Ahora, Giovanna Martinatto tiene la mirada intensa y brilla porque habla con pasión de lo que mejor sabe hacer; de lo que ha sido su vida desde los seis años, cuando empezó jugando. Tiene 37 y hace un año se despidió del Ballet Nacional del Sodre -donde fue primera bailarina desde 2010- como Kitri de Don Quijote.

Se despidió de la compañía nacional, pero su carrera sigue. Hoy y mañana a las 20.00 se presentará con Telón Arriba, la compañía de ballet contemporáneo que fundó junto a Lucía Martínez Peyrou, en la sala Nelly Goitiño.

Para esta segunda ocasión de encuentro con el público -la primera fue en agosto en la Zavala Muniz, con el espectáculo Nuevos comienzos- tienen preparadas dos historias de mujeres reales convertidas en ballets que buscan conmover. 
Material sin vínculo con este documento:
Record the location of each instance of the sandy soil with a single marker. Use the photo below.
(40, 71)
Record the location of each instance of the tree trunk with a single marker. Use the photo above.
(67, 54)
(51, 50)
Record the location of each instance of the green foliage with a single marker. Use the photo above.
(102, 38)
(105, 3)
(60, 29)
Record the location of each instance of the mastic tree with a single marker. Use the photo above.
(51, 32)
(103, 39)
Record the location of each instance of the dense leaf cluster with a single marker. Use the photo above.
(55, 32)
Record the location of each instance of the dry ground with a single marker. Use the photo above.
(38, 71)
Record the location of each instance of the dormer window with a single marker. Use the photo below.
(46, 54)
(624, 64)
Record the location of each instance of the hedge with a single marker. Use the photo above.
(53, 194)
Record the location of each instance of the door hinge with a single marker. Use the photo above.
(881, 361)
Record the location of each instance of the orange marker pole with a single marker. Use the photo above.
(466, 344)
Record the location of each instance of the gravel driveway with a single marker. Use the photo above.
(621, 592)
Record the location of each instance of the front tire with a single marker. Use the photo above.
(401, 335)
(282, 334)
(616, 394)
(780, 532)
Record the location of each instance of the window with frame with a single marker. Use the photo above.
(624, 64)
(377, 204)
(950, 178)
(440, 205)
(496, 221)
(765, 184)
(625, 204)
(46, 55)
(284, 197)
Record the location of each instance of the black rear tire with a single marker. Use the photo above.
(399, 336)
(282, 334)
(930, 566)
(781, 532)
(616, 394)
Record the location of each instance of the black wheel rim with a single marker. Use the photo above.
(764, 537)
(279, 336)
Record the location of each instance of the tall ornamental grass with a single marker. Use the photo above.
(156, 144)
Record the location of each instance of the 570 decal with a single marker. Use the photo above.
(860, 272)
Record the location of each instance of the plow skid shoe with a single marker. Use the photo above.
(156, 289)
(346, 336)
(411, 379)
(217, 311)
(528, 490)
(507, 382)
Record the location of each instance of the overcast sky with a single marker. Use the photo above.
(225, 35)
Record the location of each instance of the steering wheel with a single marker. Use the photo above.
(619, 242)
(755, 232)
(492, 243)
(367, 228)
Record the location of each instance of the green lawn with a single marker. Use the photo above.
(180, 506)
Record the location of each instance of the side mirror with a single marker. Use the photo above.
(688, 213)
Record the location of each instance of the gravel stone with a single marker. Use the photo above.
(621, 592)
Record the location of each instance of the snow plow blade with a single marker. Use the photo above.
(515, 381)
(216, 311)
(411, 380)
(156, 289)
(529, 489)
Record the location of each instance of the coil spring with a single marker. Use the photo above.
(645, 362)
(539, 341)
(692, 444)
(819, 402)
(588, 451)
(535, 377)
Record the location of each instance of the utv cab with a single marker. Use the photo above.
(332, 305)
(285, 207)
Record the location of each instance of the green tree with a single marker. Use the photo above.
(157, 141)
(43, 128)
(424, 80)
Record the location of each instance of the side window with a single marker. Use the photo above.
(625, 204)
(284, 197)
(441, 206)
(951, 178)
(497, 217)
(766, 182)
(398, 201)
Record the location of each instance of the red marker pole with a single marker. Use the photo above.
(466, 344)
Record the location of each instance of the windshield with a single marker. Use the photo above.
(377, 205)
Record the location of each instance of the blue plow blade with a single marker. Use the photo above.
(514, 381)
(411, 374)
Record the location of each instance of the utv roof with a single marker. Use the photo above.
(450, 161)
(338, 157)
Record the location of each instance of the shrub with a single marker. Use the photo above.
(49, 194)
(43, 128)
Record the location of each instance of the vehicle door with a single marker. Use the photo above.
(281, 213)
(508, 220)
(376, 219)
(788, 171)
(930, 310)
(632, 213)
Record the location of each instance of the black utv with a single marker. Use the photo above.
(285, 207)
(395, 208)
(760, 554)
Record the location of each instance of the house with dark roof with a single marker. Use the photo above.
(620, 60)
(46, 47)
En Ellas, bailarán primero un ballet inédito con una coreografía de Guillermo González, solista del Ballet Nacional del Sodre, inspirada en la historia de Clara García de Zuñiga. “Es conocida como el famoso fantasma del Museo Blanes, pero tiene una historia muy fuerte y en este ballet tratamos su vida hasta llegar al casamiento. No es un ballet violento, pero se nota la dureza de su vida”, explica Martinatto, que será la protagonista junto a González. Y añade que uno de los principales desafíos está en adaptar las puntas y los giros al vestido de novia.

Pero por estas dos noches, Martinatto también se convertirá en Piaf, y luego de seguir las melodías de Vivaldi en “Clarita”, irá por las canciones del gorrión de París con una coreografía de Domingo Vera, a quien también quieren homenajear en el espectáculo.

Sobre el escenario, además del núcleo principal de la compañía, conformado por Guillermo González, Lucía Martínez, Federico Godoy, Lucia Piccini y ella -que también es la directora artística-, habrá 15 bailarines seleccionados de los últimos años de la Escuela Nacional de Danza.

Si bien todos vienen del Sodre y saben que con eso hay un público que los verá, les interesa crear una audiencia nueva que disfrute y entienda el híbrido entre los pasos más tradicionales del ballet y el lenguaje del baile contemporáneo, para lograr, ante todo, contar historias que “ericen la piel”. “No queremos que vayan y se sienten a ver quién levanta más la pierna. Esta compañía quiere que la gente se emocione”, concluye.